The findings, to put this scientifically: “Randomization tests reduce the number of regression specifications with statistically significant treatment effects by 30 to 40 percent. An omnibus randomization test of overall experimental significance that incorporates all of the regressions in each paper finds that only 25 to 50 percent of experimental papers, depending upon the significance level and test, are able to reject the null of no treatment effect whatsoever. Bootstrap methods support and confirm these results. “
In other words, in majority of studies claiming to have achieved statistically significant results from experimental evidence, such results were not really statistically significantly attributable to experiments.
Now, the author is cautious in his conclusions. “Notwithstanding its results, this paper confirms the value of randomized experiments.
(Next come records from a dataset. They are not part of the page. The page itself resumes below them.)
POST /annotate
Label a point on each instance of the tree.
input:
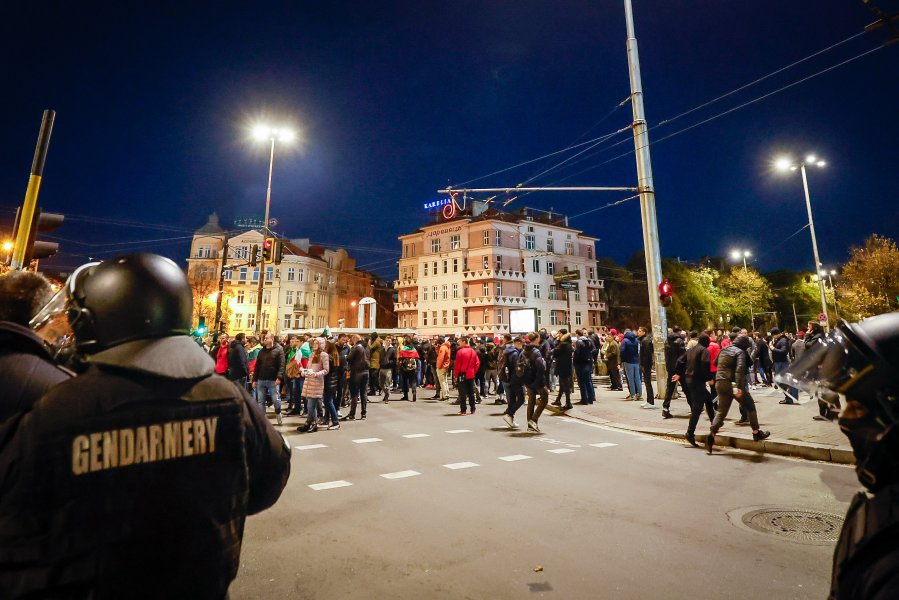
(870, 280)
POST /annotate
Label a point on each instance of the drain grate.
(795, 525)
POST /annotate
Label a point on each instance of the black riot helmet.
(861, 362)
(133, 297)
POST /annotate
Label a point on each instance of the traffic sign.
(567, 276)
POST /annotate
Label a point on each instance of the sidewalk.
(793, 431)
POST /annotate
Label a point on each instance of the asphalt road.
(434, 505)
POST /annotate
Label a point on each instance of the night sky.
(394, 100)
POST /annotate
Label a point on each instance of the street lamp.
(784, 164)
(744, 254)
(262, 132)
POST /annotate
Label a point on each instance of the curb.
(806, 450)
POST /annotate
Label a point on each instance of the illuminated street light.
(810, 160)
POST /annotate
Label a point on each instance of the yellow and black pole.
(34, 183)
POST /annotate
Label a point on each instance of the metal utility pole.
(262, 267)
(29, 206)
(647, 202)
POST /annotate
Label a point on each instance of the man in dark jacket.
(238, 364)
(732, 381)
(133, 480)
(269, 374)
(28, 369)
(646, 361)
(674, 349)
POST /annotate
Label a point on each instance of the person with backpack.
(408, 366)
(466, 368)
(583, 367)
(509, 377)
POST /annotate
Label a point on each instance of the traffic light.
(665, 293)
(278, 252)
(42, 222)
(201, 327)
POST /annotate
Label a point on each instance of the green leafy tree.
(869, 282)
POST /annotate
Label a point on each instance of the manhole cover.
(795, 525)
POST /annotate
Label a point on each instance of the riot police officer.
(134, 479)
(861, 362)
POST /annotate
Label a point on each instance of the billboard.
(522, 320)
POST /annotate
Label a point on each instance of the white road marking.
(514, 457)
(466, 465)
(329, 485)
(400, 474)
(310, 447)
The methods used by authors of experimental papers are standard in the profession and present throughout its journals. Randomized statistical inference provides a solution to the problems and biases identified in this paper. While, to date, it rarely appears in experimental papers, which generally rely upon traditional econometric methods, it can easily be incorporated into their analysis. Thus, randomized experiments can solve both the problem of identification and the problem of accurate statistical inference, making them doubly reliable as an investigative tool. “
But this is hogwash. The results of the study effectively tell us that large (huge) proportion of papers on experimental economics published in the most reputable journals have claimed significant results attributable to experiments where no such significance really was present. Worse, the methods that delivered these false significance results “are standard in the profession”.
Now, consider the even more obvious: these are academic papers, written by highly skilled (in econometrics, data collection and experiment design) authors. Imagine what drivel passes for experimental analysis coming out of marketing and surveying companies? Imagine what passes for policy analysis coming out of public sector outfits? Without peer reviews and without cross-checks like those performed by Young?